目を開けていられなくなって、目を閉じる。
でも、激痛はない。
ポケルスに感染してしまった人たちが訴えた、痛みや、恐怖はない。ただ、朦朧と、意識だけが、堕ちていく、堕ちていく、堕ちていく――
「ジュゴン、なんだかぼくはもうダメみたいだ」
視界が失われ、海の音と、ジュゴンの歌声だけが、響いている。彼女を撫でていた指先の感覚も、もう失われた。

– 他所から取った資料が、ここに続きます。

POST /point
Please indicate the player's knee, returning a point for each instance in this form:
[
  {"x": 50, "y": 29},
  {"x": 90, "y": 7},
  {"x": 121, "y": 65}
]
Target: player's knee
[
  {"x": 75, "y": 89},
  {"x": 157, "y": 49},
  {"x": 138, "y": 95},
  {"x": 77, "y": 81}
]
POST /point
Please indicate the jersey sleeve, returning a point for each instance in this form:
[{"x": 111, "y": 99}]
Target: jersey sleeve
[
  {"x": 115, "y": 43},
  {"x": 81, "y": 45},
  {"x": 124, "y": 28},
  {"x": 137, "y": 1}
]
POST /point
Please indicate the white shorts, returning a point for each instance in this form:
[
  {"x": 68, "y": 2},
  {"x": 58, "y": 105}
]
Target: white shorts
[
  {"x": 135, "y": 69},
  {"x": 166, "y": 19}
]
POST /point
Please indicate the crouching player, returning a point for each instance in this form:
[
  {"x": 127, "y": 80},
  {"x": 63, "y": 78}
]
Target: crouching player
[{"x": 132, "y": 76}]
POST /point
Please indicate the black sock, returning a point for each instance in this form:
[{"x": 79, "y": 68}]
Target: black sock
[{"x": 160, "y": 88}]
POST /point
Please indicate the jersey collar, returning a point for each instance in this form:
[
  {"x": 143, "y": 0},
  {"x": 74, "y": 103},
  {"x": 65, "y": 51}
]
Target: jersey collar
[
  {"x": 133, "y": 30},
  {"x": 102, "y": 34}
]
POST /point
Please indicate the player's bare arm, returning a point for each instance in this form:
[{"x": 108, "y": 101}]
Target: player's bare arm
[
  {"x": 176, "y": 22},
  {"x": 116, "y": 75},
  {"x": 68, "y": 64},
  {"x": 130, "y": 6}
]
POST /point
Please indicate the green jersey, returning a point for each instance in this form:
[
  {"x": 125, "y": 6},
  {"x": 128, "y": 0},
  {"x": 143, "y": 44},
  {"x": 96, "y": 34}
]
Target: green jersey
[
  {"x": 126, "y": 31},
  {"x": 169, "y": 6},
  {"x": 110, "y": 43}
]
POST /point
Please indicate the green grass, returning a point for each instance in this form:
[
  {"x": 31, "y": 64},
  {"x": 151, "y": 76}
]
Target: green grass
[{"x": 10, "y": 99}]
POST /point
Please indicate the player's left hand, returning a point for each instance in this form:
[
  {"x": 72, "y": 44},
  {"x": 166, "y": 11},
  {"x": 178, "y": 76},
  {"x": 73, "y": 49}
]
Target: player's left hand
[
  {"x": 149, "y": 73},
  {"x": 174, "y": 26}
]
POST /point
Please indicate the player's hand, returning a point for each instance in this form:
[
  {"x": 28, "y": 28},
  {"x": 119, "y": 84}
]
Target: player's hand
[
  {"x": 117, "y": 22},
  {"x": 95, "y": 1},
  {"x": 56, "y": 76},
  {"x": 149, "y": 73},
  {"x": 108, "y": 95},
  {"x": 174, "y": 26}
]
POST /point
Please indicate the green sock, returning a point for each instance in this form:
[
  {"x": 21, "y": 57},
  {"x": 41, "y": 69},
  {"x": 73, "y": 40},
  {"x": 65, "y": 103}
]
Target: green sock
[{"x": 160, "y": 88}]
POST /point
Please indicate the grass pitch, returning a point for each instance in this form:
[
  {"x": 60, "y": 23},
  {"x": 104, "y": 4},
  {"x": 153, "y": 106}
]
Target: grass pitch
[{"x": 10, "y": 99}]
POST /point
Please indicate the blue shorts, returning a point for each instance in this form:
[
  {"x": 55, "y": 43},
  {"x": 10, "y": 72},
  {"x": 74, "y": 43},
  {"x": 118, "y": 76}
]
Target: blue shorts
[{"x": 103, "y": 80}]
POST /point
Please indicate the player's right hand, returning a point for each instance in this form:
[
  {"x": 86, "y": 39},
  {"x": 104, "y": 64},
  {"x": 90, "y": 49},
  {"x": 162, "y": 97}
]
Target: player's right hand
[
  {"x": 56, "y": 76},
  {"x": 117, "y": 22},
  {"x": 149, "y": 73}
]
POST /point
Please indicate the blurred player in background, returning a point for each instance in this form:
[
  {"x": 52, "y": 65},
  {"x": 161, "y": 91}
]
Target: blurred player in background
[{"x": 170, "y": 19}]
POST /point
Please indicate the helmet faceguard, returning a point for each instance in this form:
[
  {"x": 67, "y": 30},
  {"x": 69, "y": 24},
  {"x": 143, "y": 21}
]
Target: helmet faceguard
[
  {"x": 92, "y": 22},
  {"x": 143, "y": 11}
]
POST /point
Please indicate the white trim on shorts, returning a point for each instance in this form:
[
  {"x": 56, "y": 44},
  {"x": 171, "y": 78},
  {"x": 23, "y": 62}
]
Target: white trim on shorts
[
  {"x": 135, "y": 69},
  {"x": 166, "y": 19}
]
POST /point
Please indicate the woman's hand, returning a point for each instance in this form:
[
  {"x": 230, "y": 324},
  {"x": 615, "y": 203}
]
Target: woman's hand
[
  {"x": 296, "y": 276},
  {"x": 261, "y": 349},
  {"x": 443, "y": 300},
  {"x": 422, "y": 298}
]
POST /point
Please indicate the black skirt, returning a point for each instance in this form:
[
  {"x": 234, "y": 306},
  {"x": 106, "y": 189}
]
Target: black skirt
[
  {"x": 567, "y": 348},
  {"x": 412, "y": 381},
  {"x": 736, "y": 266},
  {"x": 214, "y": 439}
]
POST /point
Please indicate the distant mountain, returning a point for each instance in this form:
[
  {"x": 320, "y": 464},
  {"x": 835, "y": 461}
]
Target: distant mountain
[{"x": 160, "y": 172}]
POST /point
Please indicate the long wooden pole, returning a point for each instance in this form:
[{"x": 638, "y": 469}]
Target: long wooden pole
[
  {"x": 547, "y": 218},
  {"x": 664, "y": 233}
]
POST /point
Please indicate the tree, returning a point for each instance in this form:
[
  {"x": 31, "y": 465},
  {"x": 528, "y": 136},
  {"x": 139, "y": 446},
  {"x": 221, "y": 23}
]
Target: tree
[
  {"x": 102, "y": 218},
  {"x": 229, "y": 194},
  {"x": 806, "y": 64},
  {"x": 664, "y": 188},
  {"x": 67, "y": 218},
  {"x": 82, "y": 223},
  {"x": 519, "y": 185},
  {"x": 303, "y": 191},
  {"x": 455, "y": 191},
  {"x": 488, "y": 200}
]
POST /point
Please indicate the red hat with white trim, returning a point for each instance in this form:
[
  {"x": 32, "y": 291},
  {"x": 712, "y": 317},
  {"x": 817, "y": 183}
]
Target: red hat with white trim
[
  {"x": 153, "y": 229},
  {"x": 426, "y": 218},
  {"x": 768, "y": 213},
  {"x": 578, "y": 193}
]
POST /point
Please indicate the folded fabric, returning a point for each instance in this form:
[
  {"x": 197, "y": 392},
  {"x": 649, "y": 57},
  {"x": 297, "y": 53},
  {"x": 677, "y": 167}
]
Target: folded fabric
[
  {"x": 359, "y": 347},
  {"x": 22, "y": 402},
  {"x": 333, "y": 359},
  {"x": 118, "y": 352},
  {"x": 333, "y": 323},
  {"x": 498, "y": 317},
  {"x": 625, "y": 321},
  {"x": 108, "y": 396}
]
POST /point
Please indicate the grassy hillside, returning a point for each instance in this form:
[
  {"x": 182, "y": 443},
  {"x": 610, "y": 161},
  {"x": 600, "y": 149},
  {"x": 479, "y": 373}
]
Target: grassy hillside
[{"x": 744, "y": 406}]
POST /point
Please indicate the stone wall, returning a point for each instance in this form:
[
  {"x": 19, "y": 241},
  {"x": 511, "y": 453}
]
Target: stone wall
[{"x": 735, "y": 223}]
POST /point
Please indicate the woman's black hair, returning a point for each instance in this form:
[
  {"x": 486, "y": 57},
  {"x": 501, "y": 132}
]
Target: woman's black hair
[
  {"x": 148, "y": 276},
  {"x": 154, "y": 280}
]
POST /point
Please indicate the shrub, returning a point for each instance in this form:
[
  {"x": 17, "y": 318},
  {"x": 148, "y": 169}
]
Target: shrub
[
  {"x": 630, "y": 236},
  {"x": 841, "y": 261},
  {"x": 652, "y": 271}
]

「ぼくが死んだら、海に帰りなよ。君を捕まえたのは、この海だからね。まあ、もう仲間もいないだろうけど」
「私は海には帰りませんよ」
と、そんな綺麗な声が聞こえた。
その声の主を知りたくて目を開けようとするけれど、ぼくの目は、ぴったりと閉じられたままだ。
「誰?」
「誰でしょう」
それは、歌うような口調。
美しい、滅びの旋律。
「おやすみなさい。長い間、一緒にいてくれて、ありがとう」
聴覚だけを残して失われたぼくの身体に、その囁きが浸透する。ああ、今、ぼくの耳元で、彼女は囁いている。彼女の歌声で、眠れる気はしない。けれど、このまま滅びて行けるような、そんな気がした。

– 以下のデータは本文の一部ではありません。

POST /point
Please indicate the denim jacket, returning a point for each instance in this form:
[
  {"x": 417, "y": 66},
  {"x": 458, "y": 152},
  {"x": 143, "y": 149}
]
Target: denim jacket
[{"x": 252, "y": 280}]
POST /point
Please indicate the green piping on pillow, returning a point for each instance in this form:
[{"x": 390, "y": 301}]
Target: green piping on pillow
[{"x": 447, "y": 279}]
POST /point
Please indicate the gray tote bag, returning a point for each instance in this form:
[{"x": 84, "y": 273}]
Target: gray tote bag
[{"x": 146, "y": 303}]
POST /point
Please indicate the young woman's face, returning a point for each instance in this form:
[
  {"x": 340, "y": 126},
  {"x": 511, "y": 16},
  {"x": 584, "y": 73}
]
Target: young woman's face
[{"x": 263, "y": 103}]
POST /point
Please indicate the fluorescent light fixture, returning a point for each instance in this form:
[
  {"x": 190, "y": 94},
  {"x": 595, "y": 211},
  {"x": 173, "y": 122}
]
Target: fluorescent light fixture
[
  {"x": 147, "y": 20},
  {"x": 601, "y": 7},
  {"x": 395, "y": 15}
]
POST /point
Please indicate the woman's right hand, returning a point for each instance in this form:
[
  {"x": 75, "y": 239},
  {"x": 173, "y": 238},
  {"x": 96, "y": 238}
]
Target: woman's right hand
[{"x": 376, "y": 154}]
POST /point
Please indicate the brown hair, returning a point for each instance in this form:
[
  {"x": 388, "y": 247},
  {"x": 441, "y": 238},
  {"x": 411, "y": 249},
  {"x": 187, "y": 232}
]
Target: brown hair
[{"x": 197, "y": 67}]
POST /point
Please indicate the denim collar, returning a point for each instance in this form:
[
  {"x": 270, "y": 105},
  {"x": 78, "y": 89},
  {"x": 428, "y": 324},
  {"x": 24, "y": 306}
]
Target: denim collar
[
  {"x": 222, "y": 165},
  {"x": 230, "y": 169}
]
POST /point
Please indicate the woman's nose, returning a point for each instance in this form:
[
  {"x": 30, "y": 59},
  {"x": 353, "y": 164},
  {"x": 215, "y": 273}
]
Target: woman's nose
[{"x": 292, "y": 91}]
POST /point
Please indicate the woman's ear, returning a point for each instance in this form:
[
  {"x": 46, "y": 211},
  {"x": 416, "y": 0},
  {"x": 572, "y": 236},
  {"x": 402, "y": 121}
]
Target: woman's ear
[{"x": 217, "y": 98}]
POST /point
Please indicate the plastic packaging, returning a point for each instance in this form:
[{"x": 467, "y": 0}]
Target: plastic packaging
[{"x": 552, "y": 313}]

もう、声を出すことも叶わない。頭の中で反響するこの歌声は、今歌われているものなのか、ただの残響なのか。
ポケルスなんかに殺されるより、幾分マシな死に方だ。少しの満足感を得ながら、ぼくはゆっくり、思考を放棄した。
ああ、君の歌声は、眠らない。
そしてぼくと一緒に、消えて行く。